Diagnosis and Management
Differential diagnoses included RP, Usher syndrome, glaucomatous optic atrophy, and late-onset cone-rod dystrophy. The clinical findings and ancillary testing led to a diagnosis of Usher syndrome type 2, characterized by progressive RP and hearing loss. The management plan included referral to a low vision specialist for mobility training, genetic testing for confirmation of Usher syndrome, coordination with audiology for a hearing assessment, nutritional counseling including vitamin A supplementation per guidelines, patient education on disease progression and support resources, and annual monitoring with OCT, fundus photography, and visual field testing.
DISCUSSION
Usher syndrome is a rare genetic disorder that results in combined vision and hearing impairment.2 It can be classified into three main types based on the severity and onset of hearing and vestibular dysfunction:
Type 1
Profound congenital hearing loss, severe vestibular dysfunction leading to early balance issues, and early-onset RP typically manifesting in childhood.
Type 2
Moderate-to-severe congenital hearing loss, normal vestibular function, and RP that presents later in adolescence or early adulthood.
Type 3
Progressive hearing loss and variable vestibular dysfunction, with RP onset in adolescence or adulthood. This type is the rarest and varies in presentation.

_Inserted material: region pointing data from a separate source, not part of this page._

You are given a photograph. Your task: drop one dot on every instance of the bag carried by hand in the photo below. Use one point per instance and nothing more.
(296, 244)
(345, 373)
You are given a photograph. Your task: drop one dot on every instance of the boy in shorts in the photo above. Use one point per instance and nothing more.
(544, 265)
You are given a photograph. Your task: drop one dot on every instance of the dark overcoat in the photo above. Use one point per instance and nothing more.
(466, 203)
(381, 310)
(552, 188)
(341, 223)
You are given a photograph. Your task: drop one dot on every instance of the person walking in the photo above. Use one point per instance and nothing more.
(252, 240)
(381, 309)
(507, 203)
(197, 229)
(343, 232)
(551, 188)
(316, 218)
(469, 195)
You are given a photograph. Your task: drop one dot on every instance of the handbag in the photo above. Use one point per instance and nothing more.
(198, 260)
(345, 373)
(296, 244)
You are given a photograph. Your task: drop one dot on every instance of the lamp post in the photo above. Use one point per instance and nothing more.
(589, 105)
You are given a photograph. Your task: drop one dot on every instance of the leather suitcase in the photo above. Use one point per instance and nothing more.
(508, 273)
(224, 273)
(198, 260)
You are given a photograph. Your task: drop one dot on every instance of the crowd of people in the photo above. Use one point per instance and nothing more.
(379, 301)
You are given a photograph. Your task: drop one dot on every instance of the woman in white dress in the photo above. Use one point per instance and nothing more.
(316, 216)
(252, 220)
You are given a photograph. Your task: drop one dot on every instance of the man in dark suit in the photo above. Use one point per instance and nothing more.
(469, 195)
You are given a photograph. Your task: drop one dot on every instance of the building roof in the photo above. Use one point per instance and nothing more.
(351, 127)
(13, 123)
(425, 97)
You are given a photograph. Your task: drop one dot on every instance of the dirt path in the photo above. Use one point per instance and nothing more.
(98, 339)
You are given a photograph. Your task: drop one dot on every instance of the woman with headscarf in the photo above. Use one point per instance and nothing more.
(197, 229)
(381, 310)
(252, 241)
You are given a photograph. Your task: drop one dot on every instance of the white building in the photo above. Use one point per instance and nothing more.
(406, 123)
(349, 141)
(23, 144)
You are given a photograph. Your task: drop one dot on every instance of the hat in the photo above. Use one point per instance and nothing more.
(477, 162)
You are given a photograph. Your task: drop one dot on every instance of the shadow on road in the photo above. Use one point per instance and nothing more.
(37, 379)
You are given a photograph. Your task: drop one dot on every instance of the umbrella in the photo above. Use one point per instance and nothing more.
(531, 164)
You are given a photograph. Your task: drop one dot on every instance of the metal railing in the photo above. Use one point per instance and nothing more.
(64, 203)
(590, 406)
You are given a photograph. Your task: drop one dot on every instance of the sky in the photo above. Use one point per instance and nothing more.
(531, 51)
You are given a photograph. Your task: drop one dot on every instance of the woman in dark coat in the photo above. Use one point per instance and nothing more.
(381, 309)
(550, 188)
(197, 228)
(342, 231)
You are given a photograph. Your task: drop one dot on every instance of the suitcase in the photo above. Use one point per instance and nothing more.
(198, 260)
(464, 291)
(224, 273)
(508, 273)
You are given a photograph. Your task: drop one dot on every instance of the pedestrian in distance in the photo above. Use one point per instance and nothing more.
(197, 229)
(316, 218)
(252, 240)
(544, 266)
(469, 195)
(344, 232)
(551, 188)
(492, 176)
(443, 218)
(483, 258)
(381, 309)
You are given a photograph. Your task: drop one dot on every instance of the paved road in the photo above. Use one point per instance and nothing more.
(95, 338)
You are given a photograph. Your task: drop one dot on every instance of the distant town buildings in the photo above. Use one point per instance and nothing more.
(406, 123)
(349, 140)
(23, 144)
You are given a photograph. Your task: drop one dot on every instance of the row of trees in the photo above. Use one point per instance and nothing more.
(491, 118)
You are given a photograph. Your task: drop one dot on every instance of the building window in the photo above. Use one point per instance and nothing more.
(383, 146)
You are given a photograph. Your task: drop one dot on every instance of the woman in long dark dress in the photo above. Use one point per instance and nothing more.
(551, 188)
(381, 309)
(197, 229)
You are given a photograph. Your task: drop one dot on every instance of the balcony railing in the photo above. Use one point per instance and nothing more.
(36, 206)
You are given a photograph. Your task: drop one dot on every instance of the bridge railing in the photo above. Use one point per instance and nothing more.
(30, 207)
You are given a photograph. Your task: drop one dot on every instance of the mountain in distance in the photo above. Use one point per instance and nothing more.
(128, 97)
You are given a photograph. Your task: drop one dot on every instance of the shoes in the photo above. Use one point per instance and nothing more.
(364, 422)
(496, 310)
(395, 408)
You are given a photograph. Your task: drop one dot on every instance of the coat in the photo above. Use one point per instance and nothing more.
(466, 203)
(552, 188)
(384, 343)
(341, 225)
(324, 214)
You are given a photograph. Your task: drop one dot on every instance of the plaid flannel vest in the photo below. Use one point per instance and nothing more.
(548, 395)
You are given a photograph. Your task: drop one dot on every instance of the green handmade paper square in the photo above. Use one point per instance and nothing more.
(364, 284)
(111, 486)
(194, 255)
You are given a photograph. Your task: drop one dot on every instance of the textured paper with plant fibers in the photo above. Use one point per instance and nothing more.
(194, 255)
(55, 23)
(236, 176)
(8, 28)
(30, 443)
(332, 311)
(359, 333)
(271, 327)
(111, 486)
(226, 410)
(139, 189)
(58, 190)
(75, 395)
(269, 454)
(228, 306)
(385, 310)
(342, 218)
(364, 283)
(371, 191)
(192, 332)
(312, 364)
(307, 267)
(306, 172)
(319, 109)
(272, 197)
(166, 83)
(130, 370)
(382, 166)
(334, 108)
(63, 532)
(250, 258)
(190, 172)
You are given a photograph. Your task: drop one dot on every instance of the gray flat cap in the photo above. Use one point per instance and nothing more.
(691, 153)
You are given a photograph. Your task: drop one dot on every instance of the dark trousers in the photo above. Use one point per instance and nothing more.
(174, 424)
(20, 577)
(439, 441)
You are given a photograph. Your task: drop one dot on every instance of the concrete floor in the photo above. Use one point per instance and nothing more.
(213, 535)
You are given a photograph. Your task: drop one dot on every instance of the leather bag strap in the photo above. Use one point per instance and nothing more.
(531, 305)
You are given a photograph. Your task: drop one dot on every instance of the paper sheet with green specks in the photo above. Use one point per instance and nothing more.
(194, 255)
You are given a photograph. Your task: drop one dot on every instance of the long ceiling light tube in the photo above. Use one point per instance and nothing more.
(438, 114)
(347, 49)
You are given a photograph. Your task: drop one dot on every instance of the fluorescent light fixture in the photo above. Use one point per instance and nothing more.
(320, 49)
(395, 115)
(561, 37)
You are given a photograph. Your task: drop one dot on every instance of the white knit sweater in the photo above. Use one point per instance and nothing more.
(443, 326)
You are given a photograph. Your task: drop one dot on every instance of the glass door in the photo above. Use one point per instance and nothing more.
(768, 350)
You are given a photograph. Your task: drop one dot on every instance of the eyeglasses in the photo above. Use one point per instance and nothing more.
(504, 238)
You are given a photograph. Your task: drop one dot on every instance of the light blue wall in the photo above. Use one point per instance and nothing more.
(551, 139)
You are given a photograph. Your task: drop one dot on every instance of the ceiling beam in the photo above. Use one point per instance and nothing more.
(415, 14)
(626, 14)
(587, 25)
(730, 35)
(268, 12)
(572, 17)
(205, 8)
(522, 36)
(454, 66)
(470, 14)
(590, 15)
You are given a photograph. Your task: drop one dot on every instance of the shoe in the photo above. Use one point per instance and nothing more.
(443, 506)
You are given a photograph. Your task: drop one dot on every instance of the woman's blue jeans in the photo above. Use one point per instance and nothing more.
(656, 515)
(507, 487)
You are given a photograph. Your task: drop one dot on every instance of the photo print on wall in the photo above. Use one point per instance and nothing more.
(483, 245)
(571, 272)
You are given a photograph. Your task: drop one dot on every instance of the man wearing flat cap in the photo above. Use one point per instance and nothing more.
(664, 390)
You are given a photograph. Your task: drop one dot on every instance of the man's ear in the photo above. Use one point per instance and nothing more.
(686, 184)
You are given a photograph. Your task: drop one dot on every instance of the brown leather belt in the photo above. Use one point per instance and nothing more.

Differentiation relies on genetic testing, audiological evaluations, and clinical progression of RP. Early genetic diagnosis can guide prognosis and support services for patients.
Differentiating RP From Glaucoma
Patients with RP who are also glaucoma suspects present a diagnostic challenge. Both conditions can lead to peripheral vision loss, but the underlying mechanisms differ. Visual field loss in patients with RP typically manifests as concentric constriction, with relative sparing of central vision until later stages.3 Peripheral scotomas increase gradually over time. Visual field loss in patients with glaucoma often presents as arcuate defects, nasal steps, or paracentral defects that respect the horizontal meridian.3
When differentiation is difficult, ONH OCT findings become crucial. RP-related damage primarily affects the outer retina and photoreceptor layers, leading to generalized retinal thinning. Glaucoma-associated damage primarily affects the retinal nerve fiber layer (RNFL) and ganglion cell complex (GCC), showing characteristic thinning patterns. Physicians should assess whether the visual field loss correlates with RNFL and GCC damage on OCT to determine whether RP or glaucoma is the primary driver of disease progression. Longitudinal monitoring of structural changes is essential in managing these complex cases.
OUTCOME OPTIMIZATION
Early detection and a comprehensive care plan, including genetic counseling and vision rehabilitation, are essential to optimize the patient’s quality of life.4 Misdiagnosing by assuming the visual field loss is solely due to glaucomatous damage could lead to unnecessary over-medication, exposing patients to potential side effects from IOP-lowering medications without clinical benefit. In such cases, physicians should rely heavily on ONH OCT findings to differentiate disease progression. If visual field defects do not correlate with characteristic RNFL or GCC damage, caution should be exercised before escalating glaucoma treatment. Longitudinal monitoring with multimodal imaging is critical to ensure an accurate diagnosis and appropriate management strategy.
Continued research into retinal gene therapies and neuroprotective strategies may help guide treatment for patients with inherited retinal dystrophies such as Usher syndrome.